The door shut behind him, and she slammed into it with both hands. Pain shot through her asphalt-scraped palms, but she didn’t care. Didn’t care about anything but reaching him. She didn’t know if he’d be able to hear her through the closed door, but she had to try.

“Logan, you know I’d never do anything to hurt you or anyone in the band. Remember when I couldn’t find my journal? Someone stole it or found it. I don’t know. But that’s where the information came from. I didn’t give it away. I didn’t sell it. You know I wouldn’t do that. I love you!” Tears overflowed as she pounded on the door. “Please, Logan, listen to me.”

The bus shuddered as it rolled forward.

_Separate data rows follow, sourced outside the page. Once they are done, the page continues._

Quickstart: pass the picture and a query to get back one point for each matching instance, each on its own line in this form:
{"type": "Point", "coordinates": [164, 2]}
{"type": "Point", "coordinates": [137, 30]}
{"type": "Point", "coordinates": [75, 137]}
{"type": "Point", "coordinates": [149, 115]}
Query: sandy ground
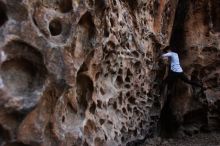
{"type": "Point", "coordinates": [202, 139]}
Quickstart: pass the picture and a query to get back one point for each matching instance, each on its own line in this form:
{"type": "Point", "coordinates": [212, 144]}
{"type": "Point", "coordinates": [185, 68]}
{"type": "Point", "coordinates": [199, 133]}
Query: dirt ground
{"type": "Point", "coordinates": [202, 139]}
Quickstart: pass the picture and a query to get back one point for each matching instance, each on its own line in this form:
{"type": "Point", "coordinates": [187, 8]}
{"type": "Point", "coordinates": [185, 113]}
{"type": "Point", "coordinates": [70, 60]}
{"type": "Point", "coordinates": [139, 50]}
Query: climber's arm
{"type": "Point", "coordinates": [169, 54]}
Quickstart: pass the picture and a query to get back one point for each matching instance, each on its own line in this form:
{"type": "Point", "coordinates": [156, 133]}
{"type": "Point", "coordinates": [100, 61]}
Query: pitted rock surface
{"type": "Point", "coordinates": [85, 72]}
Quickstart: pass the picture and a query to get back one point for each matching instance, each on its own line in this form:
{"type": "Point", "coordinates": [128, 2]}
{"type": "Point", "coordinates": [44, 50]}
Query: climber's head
{"type": "Point", "coordinates": [167, 49]}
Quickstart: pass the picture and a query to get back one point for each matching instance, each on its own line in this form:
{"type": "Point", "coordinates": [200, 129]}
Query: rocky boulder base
{"type": "Point", "coordinates": [86, 72]}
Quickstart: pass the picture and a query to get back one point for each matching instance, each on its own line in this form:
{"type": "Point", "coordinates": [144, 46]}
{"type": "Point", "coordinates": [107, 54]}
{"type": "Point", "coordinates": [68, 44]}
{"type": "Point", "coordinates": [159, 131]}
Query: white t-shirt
{"type": "Point", "coordinates": [175, 63]}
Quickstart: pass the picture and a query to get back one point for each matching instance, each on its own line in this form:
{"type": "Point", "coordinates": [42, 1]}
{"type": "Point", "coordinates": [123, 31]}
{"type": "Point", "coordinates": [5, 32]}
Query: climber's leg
{"type": "Point", "coordinates": [184, 78]}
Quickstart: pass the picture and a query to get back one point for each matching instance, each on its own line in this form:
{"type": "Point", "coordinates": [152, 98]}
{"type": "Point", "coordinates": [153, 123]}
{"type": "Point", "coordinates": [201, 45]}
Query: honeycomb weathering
{"type": "Point", "coordinates": [76, 72]}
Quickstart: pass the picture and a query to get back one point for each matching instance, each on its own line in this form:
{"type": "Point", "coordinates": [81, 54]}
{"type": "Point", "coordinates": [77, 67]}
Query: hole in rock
{"type": "Point", "coordinates": [92, 108]}
{"type": "Point", "coordinates": [178, 37]}
{"type": "Point", "coordinates": [127, 86]}
{"type": "Point", "coordinates": [84, 90]}
{"type": "Point", "coordinates": [119, 80]}
{"type": "Point", "coordinates": [99, 104]}
{"type": "Point", "coordinates": [101, 121]}
{"type": "Point", "coordinates": [55, 27]}
{"type": "Point", "coordinates": [20, 76]}
{"type": "Point", "coordinates": [89, 27]}
{"type": "Point", "coordinates": [63, 118]}
{"type": "Point", "coordinates": [215, 14]}
{"type": "Point", "coordinates": [115, 105]}
{"type": "Point", "coordinates": [3, 15]}
{"type": "Point", "coordinates": [16, 144]}
{"type": "Point", "coordinates": [24, 72]}
{"type": "Point", "coordinates": [99, 5]}
{"type": "Point", "coordinates": [132, 100]}
{"type": "Point", "coordinates": [4, 135]}
{"type": "Point", "coordinates": [65, 5]}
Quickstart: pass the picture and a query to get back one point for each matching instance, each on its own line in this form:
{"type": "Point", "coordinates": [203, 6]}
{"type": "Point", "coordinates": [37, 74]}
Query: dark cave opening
{"type": "Point", "coordinates": [215, 13]}
{"type": "Point", "coordinates": [65, 6]}
{"type": "Point", "coordinates": [168, 123]}
{"type": "Point", "coordinates": [84, 90]}
{"type": "Point", "coordinates": [55, 27]}
{"type": "Point", "coordinates": [177, 40]}
{"type": "Point", "coordinates": [3, 15]}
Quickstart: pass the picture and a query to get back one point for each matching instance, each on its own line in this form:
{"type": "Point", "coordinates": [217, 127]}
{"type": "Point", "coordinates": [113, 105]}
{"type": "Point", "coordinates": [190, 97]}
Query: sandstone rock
{"type": "Point", "coordinates": [86, 72]}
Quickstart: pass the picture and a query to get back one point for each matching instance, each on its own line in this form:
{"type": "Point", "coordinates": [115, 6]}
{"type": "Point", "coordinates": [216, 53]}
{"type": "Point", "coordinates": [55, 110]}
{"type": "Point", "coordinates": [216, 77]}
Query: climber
{"type": "Point", "coordinates": [176, 70]}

She walked beside it, banging on the door with one hand. And then she was running, trying to keep up. She stumbled through the parking lot, but it was no use. He was gone. Without even speaking to her. Gone.

She didn’t struggle when someone grabbed her and held her still. It was over. Her dreams. Her relationship with Logan. Her life. Over.

Her legs gave out, and she crumpled to the ground, sobbing for all she’d lost against the unforgiving asphalt beneath her quaking body.

Thirty-Two

Logan leaned his forehead against the inside of the bus door and swallowed against the lump of despair strangling him. He couldn’t hear Toni’s words as she tried to yell through the reinforced steel, but he could hear the desperation in her tone. How could she have betrayed them all this way? Had she played him a fool the entire time, like some sort of spy who used sex to get a man to spill his deepest secrets? No, she was too honest. Too sweet. Too gentle to do anything so underhanded.

But the evidence was on the page. Toni was the only person outside of the band who knew all the stories that had been printed. It couldn’t be a coincidence that they’d all been released in the same tabloid at the same time. What he didn’t understand was why she’d do it. She never seemed desperate for cash. Was she trying to earn enough money to get out from under her mother’s thumb?

“She should be glad Butch was the one who kicked her ass off the bus,” Reagan railed. “I probably would have killed her.”

“You might as well settle down,” Max said. “What’s done is done.”

“Does anyone know a good attorney? I’m going to sue her for libel.”

Logan understood that Reagan was upset. Her story was the only one that was current. Everyone else’s was something they’d had years to process. But she was overreacting. Did she really expect to keep her relationship with Trey Mills and Ethan Conner a secret forever?

“You can’t sue for libel unless malicious lies are printed,” Logan said, shoving off the door and climbing the steps. “Everything in that article was true.”

“I can’t believe you’re defending her!” Reagan yelled. “She ratted you out too.”

“I’m not defending her, just saving you time. You’d never win a libel case. You can ask Jessica Chase if you don’t believe me. She’s a lawyer, you know.”

“You don’t want to take this to court,” Dare said. “If you think this little article has exposed your relationship with my brother, imagine the stink a full-blown trial would create.”

Reagan crossed her arms over her chest and flopped into a chair. “What am I going to do?”

“Own up to your relationship,” Dare said. “You’re not doing yourself any favors by trying to hide it.”

“People won’t understand. They’ll think I’m some sort of deviant just because I’m in love with two men.”

“I agree with Dare,” Steve said. “People blow secrets all out of proportion, and then after the truth comes out, the gossip quickly dies down.”